Matrix stats aggregation

edit

The matrix_stats aggregation is a numeric aggregation that computes the following statistics over a set of document fields:

count

Number of per field samples included in the calculation.

mean

The average value for each field.

variance

Per field Measurement for how spread out the samples are from the mean.

skewness

Per field measurement quantifying the asymmetric distribution around the mean.

kurtosis

Per field measurement quantifying the shape of the distribution.

covariance

A matrix that quantitatively describes how changes in one field are associated with another.

correlation

The covariance matrix scaled to a range of -1 to 1, inclusive. Describes the relationship between field distributions.

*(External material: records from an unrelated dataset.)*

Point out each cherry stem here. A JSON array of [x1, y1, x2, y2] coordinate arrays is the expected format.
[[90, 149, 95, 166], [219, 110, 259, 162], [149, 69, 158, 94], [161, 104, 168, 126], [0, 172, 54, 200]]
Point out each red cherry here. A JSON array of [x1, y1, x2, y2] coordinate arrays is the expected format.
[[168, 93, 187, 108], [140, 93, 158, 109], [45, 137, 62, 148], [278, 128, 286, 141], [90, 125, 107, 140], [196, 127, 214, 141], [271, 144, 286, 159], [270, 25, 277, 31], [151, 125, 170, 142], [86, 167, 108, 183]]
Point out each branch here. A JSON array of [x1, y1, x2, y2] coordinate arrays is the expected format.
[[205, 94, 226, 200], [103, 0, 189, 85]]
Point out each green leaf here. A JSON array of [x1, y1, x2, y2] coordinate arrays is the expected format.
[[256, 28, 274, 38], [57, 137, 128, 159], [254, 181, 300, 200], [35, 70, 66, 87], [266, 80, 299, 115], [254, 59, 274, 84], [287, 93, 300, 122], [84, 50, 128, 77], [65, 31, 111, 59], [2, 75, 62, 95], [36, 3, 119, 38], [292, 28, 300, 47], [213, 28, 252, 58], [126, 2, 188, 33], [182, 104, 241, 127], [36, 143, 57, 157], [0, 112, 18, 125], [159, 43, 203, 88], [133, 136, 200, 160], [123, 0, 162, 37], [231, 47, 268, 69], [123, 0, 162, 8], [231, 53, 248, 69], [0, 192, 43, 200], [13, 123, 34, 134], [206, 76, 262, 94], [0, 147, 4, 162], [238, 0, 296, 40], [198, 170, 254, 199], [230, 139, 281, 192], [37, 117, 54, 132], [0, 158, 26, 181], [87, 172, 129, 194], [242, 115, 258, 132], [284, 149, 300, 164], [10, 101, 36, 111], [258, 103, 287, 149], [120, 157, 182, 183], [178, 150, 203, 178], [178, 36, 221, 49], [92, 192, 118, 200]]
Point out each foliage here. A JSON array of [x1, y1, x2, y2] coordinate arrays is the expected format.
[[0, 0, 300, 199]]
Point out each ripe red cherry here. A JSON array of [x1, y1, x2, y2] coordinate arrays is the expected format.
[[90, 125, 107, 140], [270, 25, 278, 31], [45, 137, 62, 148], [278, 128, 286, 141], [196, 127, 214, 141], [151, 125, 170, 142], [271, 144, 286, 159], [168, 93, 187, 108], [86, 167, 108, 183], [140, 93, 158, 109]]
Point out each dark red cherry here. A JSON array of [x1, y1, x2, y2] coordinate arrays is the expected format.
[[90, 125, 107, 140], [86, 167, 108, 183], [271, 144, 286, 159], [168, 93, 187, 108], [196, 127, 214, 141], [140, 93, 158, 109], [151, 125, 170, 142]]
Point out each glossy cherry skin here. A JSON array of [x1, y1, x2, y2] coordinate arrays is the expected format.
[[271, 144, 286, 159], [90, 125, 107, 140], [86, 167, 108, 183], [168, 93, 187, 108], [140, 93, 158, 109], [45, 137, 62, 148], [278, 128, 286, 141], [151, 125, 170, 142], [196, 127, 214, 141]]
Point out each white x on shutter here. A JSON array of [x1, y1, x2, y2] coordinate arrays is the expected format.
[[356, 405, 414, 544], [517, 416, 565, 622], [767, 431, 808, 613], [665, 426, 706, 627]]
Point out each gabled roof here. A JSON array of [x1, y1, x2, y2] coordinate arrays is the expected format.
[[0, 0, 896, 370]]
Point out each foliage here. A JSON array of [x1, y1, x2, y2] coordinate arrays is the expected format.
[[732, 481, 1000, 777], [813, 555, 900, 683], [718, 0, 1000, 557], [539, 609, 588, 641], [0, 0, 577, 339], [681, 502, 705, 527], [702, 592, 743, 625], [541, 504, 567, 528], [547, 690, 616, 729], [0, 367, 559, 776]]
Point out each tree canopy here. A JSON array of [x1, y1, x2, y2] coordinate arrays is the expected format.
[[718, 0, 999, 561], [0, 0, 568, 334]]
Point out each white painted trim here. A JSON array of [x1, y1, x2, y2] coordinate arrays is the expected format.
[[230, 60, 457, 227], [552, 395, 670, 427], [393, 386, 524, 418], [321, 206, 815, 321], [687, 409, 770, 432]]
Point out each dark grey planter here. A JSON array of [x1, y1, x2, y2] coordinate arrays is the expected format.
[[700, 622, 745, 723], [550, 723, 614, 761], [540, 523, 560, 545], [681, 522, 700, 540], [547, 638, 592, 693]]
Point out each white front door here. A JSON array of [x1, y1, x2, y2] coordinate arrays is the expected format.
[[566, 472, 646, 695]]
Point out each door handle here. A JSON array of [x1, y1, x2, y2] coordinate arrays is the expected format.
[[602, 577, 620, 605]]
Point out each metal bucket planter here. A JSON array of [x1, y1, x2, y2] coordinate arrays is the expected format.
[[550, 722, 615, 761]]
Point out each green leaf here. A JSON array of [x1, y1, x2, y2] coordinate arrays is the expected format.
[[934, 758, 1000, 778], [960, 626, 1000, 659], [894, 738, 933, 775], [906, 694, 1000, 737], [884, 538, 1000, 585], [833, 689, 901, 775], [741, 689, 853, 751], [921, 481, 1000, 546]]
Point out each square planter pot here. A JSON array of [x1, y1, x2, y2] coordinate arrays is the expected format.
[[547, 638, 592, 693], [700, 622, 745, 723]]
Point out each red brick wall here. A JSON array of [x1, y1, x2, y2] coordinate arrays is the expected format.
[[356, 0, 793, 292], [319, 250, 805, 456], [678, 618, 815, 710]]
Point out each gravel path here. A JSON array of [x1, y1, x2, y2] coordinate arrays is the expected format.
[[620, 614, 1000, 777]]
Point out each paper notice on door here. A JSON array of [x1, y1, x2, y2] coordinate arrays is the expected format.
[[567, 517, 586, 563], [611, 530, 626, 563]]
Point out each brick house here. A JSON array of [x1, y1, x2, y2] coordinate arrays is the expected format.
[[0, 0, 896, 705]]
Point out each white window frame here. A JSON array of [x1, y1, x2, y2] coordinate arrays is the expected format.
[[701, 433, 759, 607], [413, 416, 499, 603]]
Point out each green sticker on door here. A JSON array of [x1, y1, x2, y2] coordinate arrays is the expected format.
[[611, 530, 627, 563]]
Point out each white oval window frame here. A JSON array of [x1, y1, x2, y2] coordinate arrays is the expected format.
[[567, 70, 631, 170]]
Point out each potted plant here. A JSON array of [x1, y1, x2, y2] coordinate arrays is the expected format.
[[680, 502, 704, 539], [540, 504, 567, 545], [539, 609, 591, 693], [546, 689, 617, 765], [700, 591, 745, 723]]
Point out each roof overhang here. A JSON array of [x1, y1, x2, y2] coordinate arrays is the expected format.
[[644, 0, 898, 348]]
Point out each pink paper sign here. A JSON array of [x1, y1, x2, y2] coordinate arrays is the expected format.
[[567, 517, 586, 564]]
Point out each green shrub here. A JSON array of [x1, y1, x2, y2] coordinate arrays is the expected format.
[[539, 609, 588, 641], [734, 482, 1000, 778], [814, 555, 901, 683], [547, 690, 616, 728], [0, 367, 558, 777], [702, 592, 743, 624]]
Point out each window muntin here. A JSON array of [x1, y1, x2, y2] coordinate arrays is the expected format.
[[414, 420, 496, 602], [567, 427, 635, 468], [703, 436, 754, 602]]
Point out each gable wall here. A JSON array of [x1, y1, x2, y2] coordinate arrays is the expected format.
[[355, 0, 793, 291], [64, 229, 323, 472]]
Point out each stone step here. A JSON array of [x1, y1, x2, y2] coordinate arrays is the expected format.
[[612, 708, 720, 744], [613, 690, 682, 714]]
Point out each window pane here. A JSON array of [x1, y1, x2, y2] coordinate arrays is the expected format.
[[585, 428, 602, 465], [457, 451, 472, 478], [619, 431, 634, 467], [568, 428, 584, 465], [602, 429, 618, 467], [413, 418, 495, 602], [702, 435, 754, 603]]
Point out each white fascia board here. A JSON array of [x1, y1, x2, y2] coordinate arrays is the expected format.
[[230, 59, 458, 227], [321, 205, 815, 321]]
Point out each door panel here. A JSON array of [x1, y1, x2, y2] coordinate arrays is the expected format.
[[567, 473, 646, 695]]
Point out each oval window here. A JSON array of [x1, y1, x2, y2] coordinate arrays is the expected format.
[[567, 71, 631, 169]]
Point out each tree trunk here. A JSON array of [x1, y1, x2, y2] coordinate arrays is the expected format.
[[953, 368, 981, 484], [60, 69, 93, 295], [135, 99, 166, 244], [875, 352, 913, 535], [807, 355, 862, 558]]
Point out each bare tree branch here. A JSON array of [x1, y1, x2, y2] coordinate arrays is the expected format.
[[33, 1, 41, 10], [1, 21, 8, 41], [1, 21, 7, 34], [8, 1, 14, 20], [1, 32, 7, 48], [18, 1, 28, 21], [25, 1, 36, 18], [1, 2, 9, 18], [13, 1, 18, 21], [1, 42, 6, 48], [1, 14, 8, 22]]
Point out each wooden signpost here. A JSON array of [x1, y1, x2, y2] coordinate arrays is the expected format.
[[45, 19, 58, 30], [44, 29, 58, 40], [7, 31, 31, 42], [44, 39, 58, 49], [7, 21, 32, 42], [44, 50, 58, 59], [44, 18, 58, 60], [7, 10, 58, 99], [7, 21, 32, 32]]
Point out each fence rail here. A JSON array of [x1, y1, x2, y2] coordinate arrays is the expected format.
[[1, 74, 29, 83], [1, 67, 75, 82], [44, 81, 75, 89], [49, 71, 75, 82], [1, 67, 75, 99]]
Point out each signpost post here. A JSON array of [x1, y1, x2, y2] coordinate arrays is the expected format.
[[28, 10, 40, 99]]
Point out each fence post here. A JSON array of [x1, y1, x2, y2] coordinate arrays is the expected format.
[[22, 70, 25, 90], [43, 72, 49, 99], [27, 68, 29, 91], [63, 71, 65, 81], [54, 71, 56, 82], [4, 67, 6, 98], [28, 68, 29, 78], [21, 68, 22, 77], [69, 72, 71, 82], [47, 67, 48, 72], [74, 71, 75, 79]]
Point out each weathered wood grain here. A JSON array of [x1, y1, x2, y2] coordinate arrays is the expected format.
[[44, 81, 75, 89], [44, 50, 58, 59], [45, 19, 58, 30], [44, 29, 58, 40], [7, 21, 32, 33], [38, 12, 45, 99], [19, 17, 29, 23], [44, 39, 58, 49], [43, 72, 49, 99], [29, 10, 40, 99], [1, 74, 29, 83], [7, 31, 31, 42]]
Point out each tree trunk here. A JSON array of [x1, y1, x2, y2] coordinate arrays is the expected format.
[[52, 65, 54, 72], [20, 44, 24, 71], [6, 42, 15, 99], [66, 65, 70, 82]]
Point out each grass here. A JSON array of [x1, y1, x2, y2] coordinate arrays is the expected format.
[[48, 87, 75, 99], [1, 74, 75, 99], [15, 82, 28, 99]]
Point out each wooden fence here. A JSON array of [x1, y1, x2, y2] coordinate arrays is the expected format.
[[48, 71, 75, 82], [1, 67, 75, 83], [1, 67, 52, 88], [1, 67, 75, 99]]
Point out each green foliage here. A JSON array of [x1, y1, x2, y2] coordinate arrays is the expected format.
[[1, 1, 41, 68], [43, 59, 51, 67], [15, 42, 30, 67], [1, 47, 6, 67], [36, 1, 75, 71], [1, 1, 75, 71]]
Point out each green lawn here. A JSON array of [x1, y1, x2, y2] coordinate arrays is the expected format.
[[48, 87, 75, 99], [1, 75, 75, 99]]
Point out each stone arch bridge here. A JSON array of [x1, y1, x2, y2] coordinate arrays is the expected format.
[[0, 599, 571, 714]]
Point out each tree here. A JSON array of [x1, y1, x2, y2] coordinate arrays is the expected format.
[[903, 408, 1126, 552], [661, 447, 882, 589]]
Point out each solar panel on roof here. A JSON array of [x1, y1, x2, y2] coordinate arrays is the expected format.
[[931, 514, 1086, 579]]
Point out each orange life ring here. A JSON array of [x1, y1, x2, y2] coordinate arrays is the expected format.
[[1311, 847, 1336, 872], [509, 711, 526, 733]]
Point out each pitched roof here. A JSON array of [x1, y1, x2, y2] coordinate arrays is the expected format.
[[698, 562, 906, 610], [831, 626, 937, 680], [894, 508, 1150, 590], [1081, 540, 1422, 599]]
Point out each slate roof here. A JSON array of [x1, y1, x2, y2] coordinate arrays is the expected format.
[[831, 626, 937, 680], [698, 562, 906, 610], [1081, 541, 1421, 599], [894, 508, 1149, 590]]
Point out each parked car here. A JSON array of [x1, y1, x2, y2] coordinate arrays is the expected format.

Unlike other metric aggregations, the matrix_stats aggregation does not support scripting.

The following example demonstrates the use of matrix stats to describe the relationship between income and poverty.

response = client.search(
  body: {
    aggregations: {
      statistics: {
        matrix_stats: {
          fields: [
            'poverty',
            'income'
          ]
        }
      }
    }
  }
)
puts response
GET /_search
{
  "aggs": {
    "statistics": {
      "matrix_stats": {
        "fields": [ "poverty", "income" ]
      }
    }
  }
}

The aggregation type is matrix_stats and the fields setting defines the set of fields (as an array) for computing the statistics. The above request returns the following response:

{
  ...
  "aggregations": {
    "statistics": {
      "doc_count": 50,
      "fields": [ {
          "name": "income",
          "count": 50,
          "mean": 51985.1,
          "variance": 7.383377037755103E7,
          "skewness": 0.5595114003506483,
          "kurtosis": 2.5692365287787124,
          "covariance": {
            "income": 7.383377037755103E7,
            "poverty": -21093.65836734694
          },
          "correlation": {
            "income": 1.0,
            "poverty": -0.8352655256272504
          }
        }, {
          "name": "poverty",
          "count": 50,
          "mean": 12.732000000000001,
          "variance": 8.637730612244896,
          "skewness": 0.4516049811903419,
          "kurtosis": 2.8615929677997767,
          "covariance": {
            "income": -21093.65836734694,
            "poverty": 8.637730612244896
          },
          "correlation": {
            "income": -0.8352655256272504,
            "poverty": 1.0
          }
        } ]
    }
  }
}

The doc_count field indicates the number of documents involved in the computation of the statistics.

Multi Value Fields

edit

The matrix_stats aggregation treats each document field as an independent sample. The mode parameter controls what array value the aggregation will use for array or multi-valued fields. This parameter can take one of the following:

avg

(default) Use the average of all values.

min

Pick the lowest value.

max

Pick the highest value.

sum

Use the sum of all values.

median

Use the median of all values.

Missing Values

edit

The missing parameter defines how documents that are missing a value should be treated. By default they will be ignored but it is also possible to treat them as if they had a value. This is done by adding a set of fieldname : value mappings to specify default values per field.

GET /_search
{
  "aggs": {
    "matrixstats": {
      "matrix_stats": {
        "fields": [ "poverty", "income" ],
        "missing": { "income": 50000 }      
      }
    }
  }
}

Documents without a value in the income field will have the default value 50000.